Both physicians opined permanent partial disabilities under the Board’s 2012 Guidelines in their reports and only opined total disabilities off-the-cuff during their depositions. The Board's decision finding a 75% loss of wage earning capacity was based on the 2012 Guidelines. The Board is entitled to apply the Guidelines it has promulgated to ensure consistency in disability assessments. The Court’s decision conflicts with previous precedent holding that the Board, in its role as fact finder, is entitled to selectively adopt and reject portions of medical opinions and testimony so long as the final result is based on substantial evidence. In this case, the Board rejected the total disability statements from the treating physician and IME consultant and credited the permanent partial disability assessment from the treating physician based on the 2012 Impairment Guidelines. If previous precedent were applied here, this decision should have been affirmed as a legitimate exercise of the Board’s fact-finding powers to selectively adopt and reject portions of an expert’s medical opinion.
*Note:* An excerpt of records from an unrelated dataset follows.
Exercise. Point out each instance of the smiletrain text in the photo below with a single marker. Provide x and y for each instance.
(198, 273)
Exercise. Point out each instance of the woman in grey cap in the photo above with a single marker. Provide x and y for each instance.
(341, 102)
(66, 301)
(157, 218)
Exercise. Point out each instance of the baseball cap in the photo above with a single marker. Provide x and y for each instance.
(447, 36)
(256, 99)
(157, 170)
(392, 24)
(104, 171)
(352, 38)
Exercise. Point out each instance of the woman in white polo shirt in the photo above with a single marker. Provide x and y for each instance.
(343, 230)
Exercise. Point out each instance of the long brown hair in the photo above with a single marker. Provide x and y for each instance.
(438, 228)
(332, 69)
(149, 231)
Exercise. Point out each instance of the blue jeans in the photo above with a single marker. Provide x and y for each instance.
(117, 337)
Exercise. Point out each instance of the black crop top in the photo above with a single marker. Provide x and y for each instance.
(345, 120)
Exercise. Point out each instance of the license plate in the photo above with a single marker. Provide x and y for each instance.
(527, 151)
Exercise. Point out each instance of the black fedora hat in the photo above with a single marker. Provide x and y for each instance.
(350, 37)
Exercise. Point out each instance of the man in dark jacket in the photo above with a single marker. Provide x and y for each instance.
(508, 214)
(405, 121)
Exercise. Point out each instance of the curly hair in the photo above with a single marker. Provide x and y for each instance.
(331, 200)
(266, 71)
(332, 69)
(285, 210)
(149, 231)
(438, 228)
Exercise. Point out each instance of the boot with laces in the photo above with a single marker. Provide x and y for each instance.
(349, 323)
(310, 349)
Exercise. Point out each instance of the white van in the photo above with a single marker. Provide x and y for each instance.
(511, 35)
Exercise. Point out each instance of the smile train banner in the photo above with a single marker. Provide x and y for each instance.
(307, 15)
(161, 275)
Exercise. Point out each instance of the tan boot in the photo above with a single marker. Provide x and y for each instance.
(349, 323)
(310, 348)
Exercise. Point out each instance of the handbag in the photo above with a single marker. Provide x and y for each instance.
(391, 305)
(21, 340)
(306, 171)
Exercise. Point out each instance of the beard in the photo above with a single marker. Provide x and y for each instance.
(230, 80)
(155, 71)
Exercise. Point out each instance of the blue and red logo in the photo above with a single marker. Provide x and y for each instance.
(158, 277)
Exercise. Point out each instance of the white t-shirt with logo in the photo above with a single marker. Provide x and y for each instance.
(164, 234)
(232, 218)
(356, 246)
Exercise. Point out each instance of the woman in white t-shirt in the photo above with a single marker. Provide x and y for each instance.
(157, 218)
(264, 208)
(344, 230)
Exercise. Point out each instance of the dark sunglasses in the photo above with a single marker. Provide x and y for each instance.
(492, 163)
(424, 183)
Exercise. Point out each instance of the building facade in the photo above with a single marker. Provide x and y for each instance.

The Court’s decision is further inconsistent with its previous holding in Burgos v. Citywide Insurance Program, which held that a claimant’s exertional ability is irrelevant to the degree of medical impairment. In that case, the Court rejected a claimant’s argument that a less than sedentary exertional capacity represents a de facto permanent total disability. Ironically, the New York Court of Appeals, affirmed the Appellate Division’s Burgos holding the very day the Appellate Division issued this decision. The Court’s decision here appears to rely heavily on the treating physician’s testimony that claimant has a less than sedentary exertional capacity. In this vein, the “gainful employment rather than some undefined type of limited sedentary work” standard appears to establish a de facto permanent total disability in cases where a claimant has a less than sedentary exertional capacity in direct contravention to the Court’s holding in Burgos.
The Court’s holding also blurs the distinction between the medical issue of permanent total disability and the functional/vocational issue of total industrial disability. Permanent total disability is purely a question of medical impairment whereas total industrial disability applies to permanently partially disabled claimants who meet various requirements for functional and vocational limitations.